Photo of palm trees from above. Photo by Franz Schäfer on Unsplash.
Berdasarkan paparan dan hasil temuan dari Direktorat Jenderal Pajak (DJP) Kementerian Keuangan (Kemenkeu), sebanyak 282 perusahaan atau Wajib Pajak (WP) yang bergerak di sektor Crude Palm Oil (CPO) terbukti melakukan pelanggaran dalam perpajakan mereka.
Setelah ditelurusi oleh DJP, perusahaan ini ditemukan melakukan praktik penggelapan dokumen atau under-invoicing atas besar ekspor CPO atau minyak kelapa sawit. Tindakan ini diketahui dilakukan oleh sebanyak 257 WP selama periode tahun 2021 hingga 2024, dan 25 WP untuk periode tahun 2025.
Berdasarkan temuan DJP, praktik penggelapan yang dilakukan untuk periode tahun 2021–2024 dan tahun 2025 berbeda. Pada periode tahun 2025, penggelapan dilakukan dalam bentuk modus pemalsuan fatty matter dalam Pemberitahuan Ekspor Barang (PEB). Sedangkan pada periode tahun 2021 hingga 2024, penggelapan dilakukan dalam bentuk pemalsuan dokumen laporan Palm Oil Mill Effluent (POME).
Akibat dari penggelapan ini, negara mendapatkan kerugian dari sisi potensi pajak sebesar Rp140 miliar untuk periode tahun 2025 dari transaksi senilai Rp2,08 miliar. Sedangkan untuk periode 2021–2024, negara mendapatkan kerugian dengan estimasi sebesar Rp45,9 triliun.

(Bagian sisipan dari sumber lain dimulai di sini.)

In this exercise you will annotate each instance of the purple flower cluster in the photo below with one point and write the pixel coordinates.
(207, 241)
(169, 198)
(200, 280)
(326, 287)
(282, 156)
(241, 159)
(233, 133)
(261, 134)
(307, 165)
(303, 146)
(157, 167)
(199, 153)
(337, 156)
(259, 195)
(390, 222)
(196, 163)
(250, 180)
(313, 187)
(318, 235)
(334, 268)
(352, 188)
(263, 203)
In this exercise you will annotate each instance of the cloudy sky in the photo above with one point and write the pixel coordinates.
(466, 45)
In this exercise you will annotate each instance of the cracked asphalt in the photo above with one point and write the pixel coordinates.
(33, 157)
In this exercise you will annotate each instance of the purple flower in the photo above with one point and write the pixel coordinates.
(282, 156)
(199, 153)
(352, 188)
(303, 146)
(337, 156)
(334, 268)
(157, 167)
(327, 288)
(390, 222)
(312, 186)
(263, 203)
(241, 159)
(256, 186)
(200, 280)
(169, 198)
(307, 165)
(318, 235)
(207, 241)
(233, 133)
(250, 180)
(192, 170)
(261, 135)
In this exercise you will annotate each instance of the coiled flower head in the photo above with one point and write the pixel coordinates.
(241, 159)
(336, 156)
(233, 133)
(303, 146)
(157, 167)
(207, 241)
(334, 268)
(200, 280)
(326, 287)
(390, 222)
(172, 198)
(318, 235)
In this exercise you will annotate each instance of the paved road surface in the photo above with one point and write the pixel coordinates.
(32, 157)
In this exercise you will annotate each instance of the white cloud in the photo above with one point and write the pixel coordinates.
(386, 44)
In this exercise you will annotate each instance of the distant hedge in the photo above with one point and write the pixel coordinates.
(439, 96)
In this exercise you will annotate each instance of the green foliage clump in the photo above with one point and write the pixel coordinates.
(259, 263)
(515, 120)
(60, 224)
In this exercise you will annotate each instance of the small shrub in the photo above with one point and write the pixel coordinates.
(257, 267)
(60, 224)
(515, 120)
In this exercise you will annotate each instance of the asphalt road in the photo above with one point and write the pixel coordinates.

Sejumlah praktik ilegal lain yang dilakukan oleh 282 perusahaan CPO ini meliputi pengajuan restitusi Pajak Pertambahan Nilai (PPN) fiktif, manipulasi dokumen, transfer pricing melalui afiliasi luar negeri, hingga penghindaran kewajiban Domestic Market Obligation (DMO).